Closed patrickmj closed 12 years ago

patrickmj commented 12 years ago

Some DC predicates seem to be missing, but could be useful. dc:creator, for example, would make sense to include to build a relation to an Item with item type Person

jimsafley commented 12 years ago

Currently the plugin includes only dcterms:source, dcterms:relation, and properties that refine dcterms:relation. The RDF schema's range mechanism can inform us on which other Dublin Core properties can appropriately define a relationship between Omeka items.

For a property to make sense as a relation between two items, the object item must logically conform to a rdfs:Class within that property's rdfs:range.

Makes sense

Questionable

Doesn't make sense

Properties without rdfs:range

patrickmj commented 12 years ago

The lists bring up a nifty set of implications when we think about the inferences. It seems like we are implicitly imagining an Omeka ontology, where we would have an omeka:Item class for our Items. Then we'd also be saying that the dcterms classes are subClasses of omeka:Item. If we include the dcterms:creator property between two items, then the object Item is a dcterms:Creator. None of that is actually exposed as RDF to a machine reasoner and the Omeka Ontology doesn't actually exist (yet!), but it seems like that'd be the implication.

But, if we also go with the idea that an item in Omeka can be anything, then it seems like there's no reason to leave out any of the dcterms classes. If items are wide open, it's hard to find clear reasons why some classes are questionable and others not. For example, both dcterms:LicenseDocument and dcterms:PolicyStatement look to me like subclasses of foaf:Document (though admittedly they don't make that assertion). If one can be an Item, why not the other?

And so, I'd vote for including everything in the questionable category.

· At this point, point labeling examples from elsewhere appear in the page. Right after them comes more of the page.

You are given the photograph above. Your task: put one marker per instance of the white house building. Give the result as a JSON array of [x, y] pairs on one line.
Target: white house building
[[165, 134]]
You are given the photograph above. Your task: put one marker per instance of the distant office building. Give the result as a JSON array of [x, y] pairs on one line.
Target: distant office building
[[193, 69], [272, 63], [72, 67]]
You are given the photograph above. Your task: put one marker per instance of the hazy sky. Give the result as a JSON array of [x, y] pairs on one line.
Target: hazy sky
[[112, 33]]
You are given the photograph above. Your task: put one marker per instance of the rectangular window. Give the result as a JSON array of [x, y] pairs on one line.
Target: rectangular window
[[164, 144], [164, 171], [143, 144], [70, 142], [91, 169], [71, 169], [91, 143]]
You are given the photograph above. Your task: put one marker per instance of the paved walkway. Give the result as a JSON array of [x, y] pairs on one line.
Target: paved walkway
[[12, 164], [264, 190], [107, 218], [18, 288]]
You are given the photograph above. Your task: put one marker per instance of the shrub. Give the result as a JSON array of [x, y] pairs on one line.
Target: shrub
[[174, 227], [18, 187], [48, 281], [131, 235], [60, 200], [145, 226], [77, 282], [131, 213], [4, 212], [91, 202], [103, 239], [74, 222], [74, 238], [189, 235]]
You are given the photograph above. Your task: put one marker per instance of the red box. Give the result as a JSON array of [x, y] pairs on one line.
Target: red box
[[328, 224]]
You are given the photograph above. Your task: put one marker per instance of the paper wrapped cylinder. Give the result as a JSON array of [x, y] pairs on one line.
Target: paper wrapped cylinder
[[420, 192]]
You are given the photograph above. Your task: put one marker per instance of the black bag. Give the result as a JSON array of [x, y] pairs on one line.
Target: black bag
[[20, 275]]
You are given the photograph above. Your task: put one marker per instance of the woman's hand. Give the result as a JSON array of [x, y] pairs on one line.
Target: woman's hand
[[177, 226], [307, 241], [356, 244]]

I feel a little itchy about it, but this also implies that the only thing that should be excluded from the doesn't make sense category is Literal. Frequency and SizeOrDuration do seem weird to me, but no more weird than how we handle Dublin Core elsewhere, and consistency with above seems to require it. Class is weird in a different way, since it's specifically an abstraction, whereas most of the time we think of items as concrete things, but the utility of using dcterms:type makes me think that if people want to make an abstraction an item, why not?

I think most, if not all, of the properties without a range are already in the list of relations, but if any aren't I'd include those as well. The reasoning being that, if DC is silent about the range, no reason for us to build in a restriction. Most lend themselves very easily to item->item predicates, but even non-intuitive ones like dcterms:description, I can imagine use cases for.

If we do take a more restrictive approach, though, dcterms:instructionalMethod should definitely be there, since dcterms:MethodOfInstruction seems close enough to our Lesson Plan item type.

jimsafley commented 12 years ago

After some discussion about the nature of omeka:Item, we concluded that we should add every property in the dcterms namespace, save for those with range rdfs:Literal.